Yes, that is implicitly used. However, also note that if MOD was less than 200000, then there is a chance that we would not be able to find any N having the P + Q*N divisible by MOD.


#6

Gassa gave another solution as follows:

"First calculate the number of tuples where each element (and therefore GCD) is divisible by 1,2,3,…,N = 200,000.
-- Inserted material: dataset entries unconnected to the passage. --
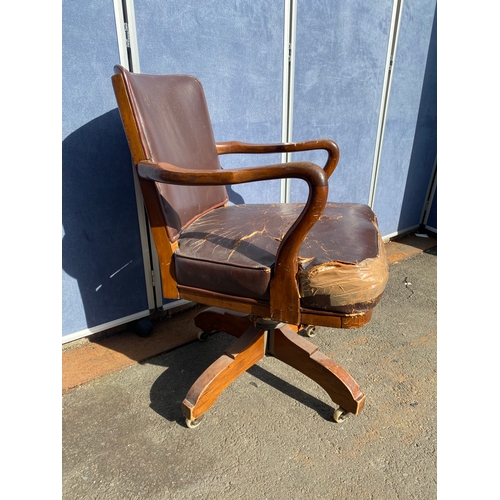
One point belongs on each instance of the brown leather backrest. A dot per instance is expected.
(171, 115)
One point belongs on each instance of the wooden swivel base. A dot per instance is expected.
(256, 340)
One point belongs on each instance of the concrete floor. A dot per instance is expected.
(270, 435)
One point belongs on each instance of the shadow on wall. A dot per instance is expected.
(424, 145)
(101, 247)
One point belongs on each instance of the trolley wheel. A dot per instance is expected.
(339, 415)
(192, 424)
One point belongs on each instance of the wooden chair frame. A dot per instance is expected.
(262, 328)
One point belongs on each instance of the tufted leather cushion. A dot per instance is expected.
(231, 250)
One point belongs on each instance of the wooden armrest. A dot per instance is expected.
(285, 299)
(292, 147)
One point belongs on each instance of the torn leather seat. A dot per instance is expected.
(265, 271)
(232, 250)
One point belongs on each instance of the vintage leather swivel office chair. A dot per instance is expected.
(265, 270)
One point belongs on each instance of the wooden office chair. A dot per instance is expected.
(265, 270)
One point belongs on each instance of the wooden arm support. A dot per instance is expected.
(285, 299)
(293, 147)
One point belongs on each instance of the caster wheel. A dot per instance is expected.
(192, 424)
(143, 328)
(339, 415)
(310, 331)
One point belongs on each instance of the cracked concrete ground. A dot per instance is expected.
(270, 435)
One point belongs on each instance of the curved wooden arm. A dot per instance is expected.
(292, 147)
(285, 299)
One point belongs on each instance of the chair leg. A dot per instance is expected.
(304, 356)
(238, 358)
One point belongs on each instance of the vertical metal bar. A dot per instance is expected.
(289, 42)
(133, 49)
(386, 89)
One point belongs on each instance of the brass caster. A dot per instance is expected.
(192, 424)
(339, 415)
(310, 331)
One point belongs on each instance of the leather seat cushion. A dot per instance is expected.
(231, 250)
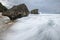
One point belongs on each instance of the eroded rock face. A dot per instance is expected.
(17, 12)
(34, 11)
(2, 8)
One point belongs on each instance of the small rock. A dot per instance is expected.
(35, 11)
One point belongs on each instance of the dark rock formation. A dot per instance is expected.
(2, 8)
(35, 11)
(17, 12)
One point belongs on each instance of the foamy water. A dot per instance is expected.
(34, 27)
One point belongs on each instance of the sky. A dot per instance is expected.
(48, 6)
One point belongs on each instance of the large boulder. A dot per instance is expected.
(17, 12)
(2, 8)
(34, 11)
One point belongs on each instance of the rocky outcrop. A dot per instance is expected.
(2, 8)
(35, 11)
(17, 12)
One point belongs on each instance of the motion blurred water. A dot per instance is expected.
(34, 27)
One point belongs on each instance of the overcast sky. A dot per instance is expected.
(51, 6)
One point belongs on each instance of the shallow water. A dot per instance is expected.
(34, 27)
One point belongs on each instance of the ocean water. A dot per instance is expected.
(34, 27)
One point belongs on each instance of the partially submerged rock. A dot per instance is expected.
(2, 8)
(34, 11)
(17, 12)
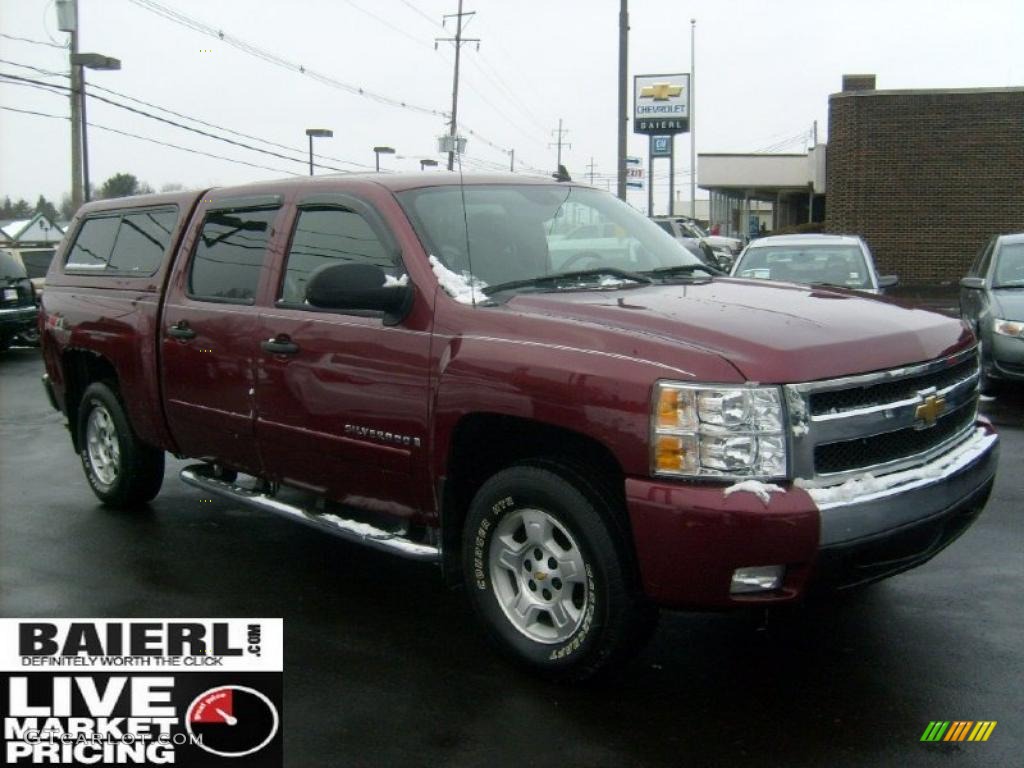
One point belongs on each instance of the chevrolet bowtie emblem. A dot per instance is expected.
(660, 91)
(929, 411)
After that, the number of tuples with GCD being exactly 1,2,3,…,N can be found in an NLogN pass."


#7

@anujkaliaiitd In fact, almost all contestants come up with this “another solution”. If nobody will describe it I will probably do this when I have time. In a few words the phrase “can be found in an NLogN pass” means dp of the form
dp[k] = cnt[k] - dp[2 * k] - dp[3 * k] - ... - dp[[N/k] * k]
where cnt[k] is the number of tuples from the first sentence.


#8

The alternate approach can be optimized by going only through values where value of B* / d or (A* - 1) / d changes.

Getting complexity O(sqrt(min B_i) * K^2) per test case.


#9

got it now


#10

Took me some time, but finally got how the alternative approach works. I saw the lemma before but this is the first time I saw its application. Really beautiful method to make solution faster by ln(n).